In the busy run up to VMware's VMworld, a number of technology suppliers have introduced me to new products. My friends at Parallels showed me their take on what users of Windows XP should do. Rather than migrating to Windows Vista and then on to Windows 7, Parallels thinks that folks might be happier moving to a Mac. They're now offering Parallels Desktop® Switch to Mac Edition™ to facilitate that process. If I was a CIO facing a move of thousands or perhaps tens of thousands of people to newer generation systems and from Windows XP to Windows 7, this might be an interesting option.
Here's what Parallels has to say about their Switch to Mac Edition
Parallels Desktop Switch to Mac Edition includes everything you need to get up and running on your new Mac:
- Comprehensive learning tutorials that teach the ins and outs of the Mac
- Easy to use migration tools that make moving your old PC as easy as plug and click
- The fastest way to run Your PC on Mac — without rebooting. The award winning Parallels Desktop 4.0 for Mac runs Windows-on-Mac so you can enjoy the best of both worlds.
Parallels Desktop Switch to Mac Edition makes the move to Mac as easy as ready, set, switch.
Snapshot analysisFirst of all, let me point out that my rather long desk supports several laptops - a Windows XP system, a MacBook Pro and a Linux system. I use all of these environments and have found that each has benefits and challenges. I use the Mac most of all after a forced migration from a broken Dell laptop to the Mac (see The old coffee-in-the-keyboard trick for all of the embarassing details.) I found it workable enough that I never migrated back.
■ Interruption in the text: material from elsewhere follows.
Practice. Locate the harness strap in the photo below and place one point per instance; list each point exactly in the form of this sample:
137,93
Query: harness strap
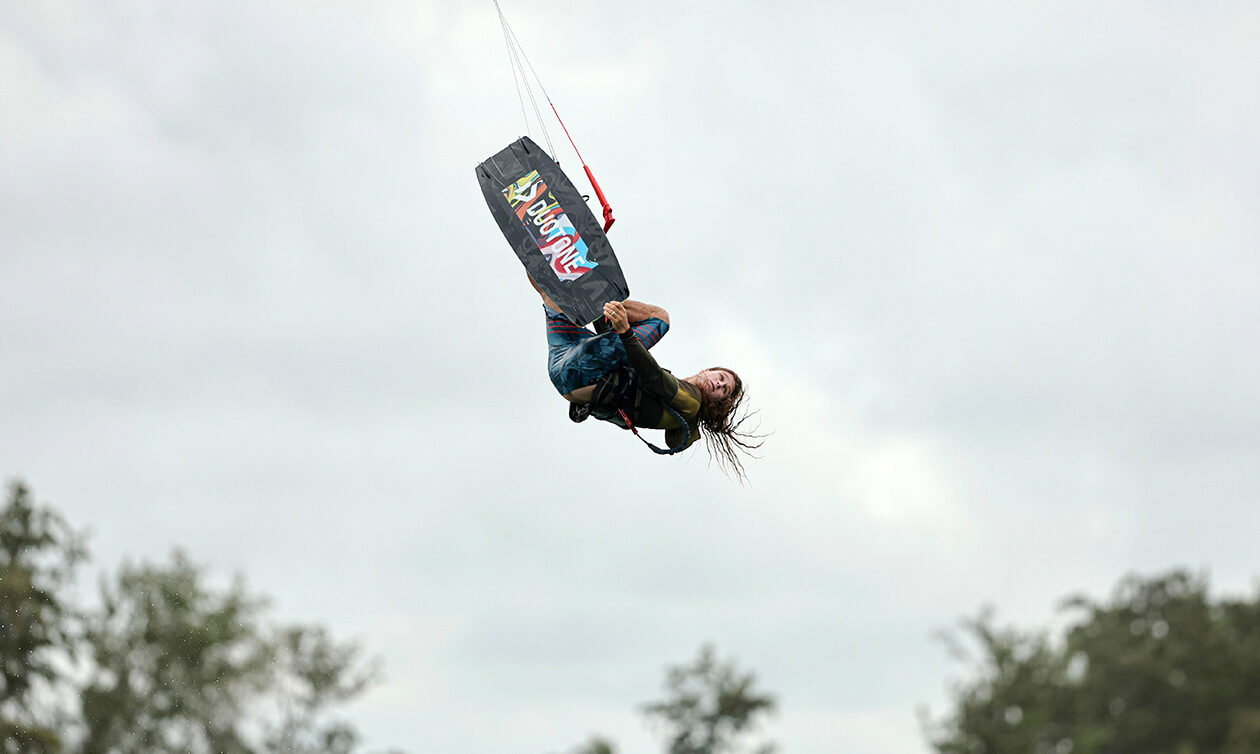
687,439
Although there are those who are proponents of following Microsoft's migration path from Windows XP to Windows Vista to Windows 7, there are others who have considered what Microsoft is offering and have decided to go another way. They've looked at Mac OS X and have decided that is a better next logical step. After all, if they have to go to all of that trouble, it might be better to consider an entirely different platform.
Parallels is more than happy to help these people migrate their Windows licenses and licenses for Windows-supported software into virtual machines that run on a Mac OS X host operating system.
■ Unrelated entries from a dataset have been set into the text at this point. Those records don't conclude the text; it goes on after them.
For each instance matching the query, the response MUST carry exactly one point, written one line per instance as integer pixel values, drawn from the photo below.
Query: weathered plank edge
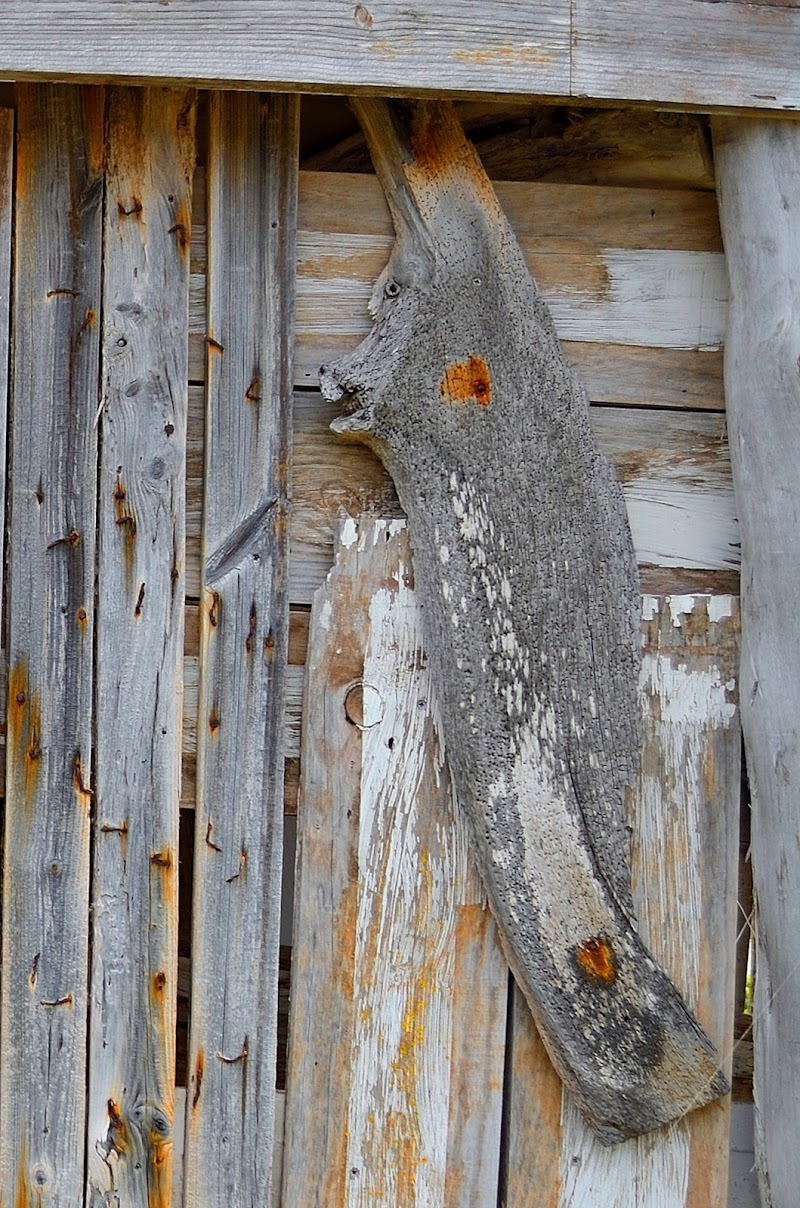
(758, 166)
(569, 53)
(244, 627)
(51, 622)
Parallels knows that others, such as VMware, could offer similar migration paths. So, they've decided to add an easy to use, easy to understand computer based training module that provides context based tutorials that will, they hope, show Windows XP users that Mac OS X isn't all that frightening.
The demo I was shown was quite impressive. Windows XP applications seemed responsive and easy to access. The tutorial appeared straightforward and useful. the only thing missing is one of David Pogue's Switching to the Mac books.
What they didn't show in this demonstration that I've been shown in the past was how documents could easily be created in either Windows XP or Mac OS X virtual machines and updated in the other environment.
Is your organization thinking about or planning the migration from Windows XP to Windows 7? If so, does the availability of this type of approach look like a viable alternative?